L’Eurozona è entrata in una nuova fase passando dalla massima attenzione per garantire la stabilità finanziaria alla necessità di sostenere la crescita. E’ un messaggio già sentito, ma questa volta quando il presidente dell’Eurogruppo Jeroen Dijsselbloem lo ha ribadito si è colta la vera e diffusa preoccupazione di non riuscire ad agire in fretta per uscire dal rischio di una stagnazione economica di lungo periodo. Nel ‘cantiere’ dei ministri finanziari ci sono molte idee, proposte per rilanciare gli investimenti pubblici e privati. I governi concordano che dopo l’azione della Bce è improrogabile “l’accelerazione” delle riforme strutturali e degli investimenti. Il problema è quali margini e quanto margine di manovra possono offrire i bilanci pubblici. E’ la pressione francese per ottenere (di nuovo) due anni di tempo in più per portare il deficit/pil sotto il 3% nel 2017 a complicare il confronto tra i ministri. Non c’è una ‘censura’ della ‘solita’ Francia, ci si rende conto che una risposta a Parigi dovrà essere data, ma si parte in salita. Dijsselbloem sintetizza così: è l’avvio di una discussione, non la fine.
Di fronte al caso francese non c’è stata la classica levata di scudi: questo è davvero un segno della gravità della situazione. Parigi vuole spostare al 2017 l’impegno a portare il deficit/pil sotto il 3% dal 4,4% di quest’anno. Chiede altri due anni di tempo in più, dopo averne già ottenuti altrettanti senza fare poi molto. La stagnazione economica europea, pure rilevante per il peggioramento dei conti pubblici, non spiega tutto. La reazione europea è cauta perché vanno evitati due rischi dall’effetto contrapposto. Da un lato ci si rende conto dell’esigenza politica di Hollande di sopravvivere politicamente: la debolezza della sua leadership non può però essere puntellata a Bruxelles. Dall’altro lato ci si rende conto almeno una parte dei rilievi francesi hanno un fondamento. Si procederà a passi lenti. “Ci sarà un trattamento uguale per tutti, non fa differenza si tratti di un piccolo paese o di un grande paese”, avvisa il commissario Jyirki Katainen.
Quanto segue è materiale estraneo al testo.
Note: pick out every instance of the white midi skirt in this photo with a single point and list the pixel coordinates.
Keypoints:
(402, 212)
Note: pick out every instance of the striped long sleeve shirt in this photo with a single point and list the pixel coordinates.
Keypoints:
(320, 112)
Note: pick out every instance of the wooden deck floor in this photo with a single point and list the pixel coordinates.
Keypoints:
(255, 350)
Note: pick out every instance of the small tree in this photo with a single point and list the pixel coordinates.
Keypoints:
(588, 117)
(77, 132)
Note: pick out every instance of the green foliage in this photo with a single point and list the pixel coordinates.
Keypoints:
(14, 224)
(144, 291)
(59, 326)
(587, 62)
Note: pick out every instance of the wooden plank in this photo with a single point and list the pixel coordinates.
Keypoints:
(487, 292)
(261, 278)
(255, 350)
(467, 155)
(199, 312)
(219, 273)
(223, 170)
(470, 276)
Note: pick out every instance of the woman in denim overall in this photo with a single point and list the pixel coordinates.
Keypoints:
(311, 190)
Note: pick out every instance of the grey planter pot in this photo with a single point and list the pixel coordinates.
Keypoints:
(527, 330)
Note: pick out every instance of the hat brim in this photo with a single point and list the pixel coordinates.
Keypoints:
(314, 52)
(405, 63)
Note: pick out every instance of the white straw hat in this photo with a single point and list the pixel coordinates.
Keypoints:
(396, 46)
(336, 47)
Il ministro dell’economia Pier Carlo Padoan vola alto sulla strategia per sostenere la crescita e basso sui temi della flessibilità sui deficit. Centra le discussioni sulla sostanza delle riforme e delle proposte per rilanciare gli investimenti. C’è sul tavolo la creazione di un fondo specifico frutto dell’impegno comune di Bei e banche pubbliche di investimento nazionali (in Italia la Cassa Depositi e Prestiti). Si preme per un nuovo aumento di capitale della Bei. Poi le tante proposte per strutturare una “finanza per la crescita”. Quanto alle riforme strutturali, c’è accordo perché sia l’Eurogruppo il “regista” (Dijsselbloem ha parlato di ‘driver’) del coordinamento dell’azione dei governi, mentre la Commissione europea sorveglierà “passo per passo” se e come le riforme che potenziano la crescita e che intervengono sui bilanci pubblici vengono attuate.
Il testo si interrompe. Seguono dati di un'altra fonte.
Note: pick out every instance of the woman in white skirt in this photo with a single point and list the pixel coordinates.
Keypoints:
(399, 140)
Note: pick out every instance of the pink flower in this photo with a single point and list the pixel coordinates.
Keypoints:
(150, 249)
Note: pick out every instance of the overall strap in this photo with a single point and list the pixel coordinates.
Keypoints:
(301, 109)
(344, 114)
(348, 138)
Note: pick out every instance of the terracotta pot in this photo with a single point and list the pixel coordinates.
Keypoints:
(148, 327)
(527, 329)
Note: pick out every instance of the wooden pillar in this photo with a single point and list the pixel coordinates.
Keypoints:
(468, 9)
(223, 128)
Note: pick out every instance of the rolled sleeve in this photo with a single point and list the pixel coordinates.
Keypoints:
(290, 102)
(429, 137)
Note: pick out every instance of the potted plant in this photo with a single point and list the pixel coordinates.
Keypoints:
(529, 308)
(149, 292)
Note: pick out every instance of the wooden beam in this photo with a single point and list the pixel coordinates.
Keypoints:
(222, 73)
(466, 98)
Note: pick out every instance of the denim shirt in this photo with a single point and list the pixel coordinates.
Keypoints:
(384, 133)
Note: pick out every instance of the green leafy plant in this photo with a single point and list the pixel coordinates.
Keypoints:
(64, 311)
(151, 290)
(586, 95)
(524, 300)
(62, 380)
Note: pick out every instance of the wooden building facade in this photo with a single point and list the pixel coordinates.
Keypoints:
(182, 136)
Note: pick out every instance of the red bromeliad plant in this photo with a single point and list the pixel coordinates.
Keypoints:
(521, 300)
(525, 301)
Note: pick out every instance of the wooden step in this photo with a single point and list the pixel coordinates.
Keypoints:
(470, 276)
Padoan non parla di flessibilità, di questa parola nei documenti preparati dalla presidenza italiana non c’è traccia. La flessibilità verrà dopo a fronte di riforme approvate, fatte (non annunciate), con un percorso credibile di attuazione. Il ministro ribadisce che gli impegni di bilancio saranno rispettati: intende dire che il deficit/pil non supererà il 3%. Altra cosa è la cifra esatta del deficit: l’economia è peggiorata, dunque l’obiettivo di deficit non può restare immutato.
A metà ottobre Bruxelles riceverà i progetti di bilancio 2015, toccherà alla Commissione valutarli (seconda metà di novembre), sulla base delle nuove stime Ue si capirà se qualche paese rischia di subire dei richiami preventivi. In primavera la valutazione relativa al criterio del debito: con riforme strutturali già in pista, dei risultati della ‘spending review’, l’Italia spera che sia riconosciuto il lungo periodo di recessione come ‘circostanza eccezionale’ per allentare l’azione di riduzione del debito.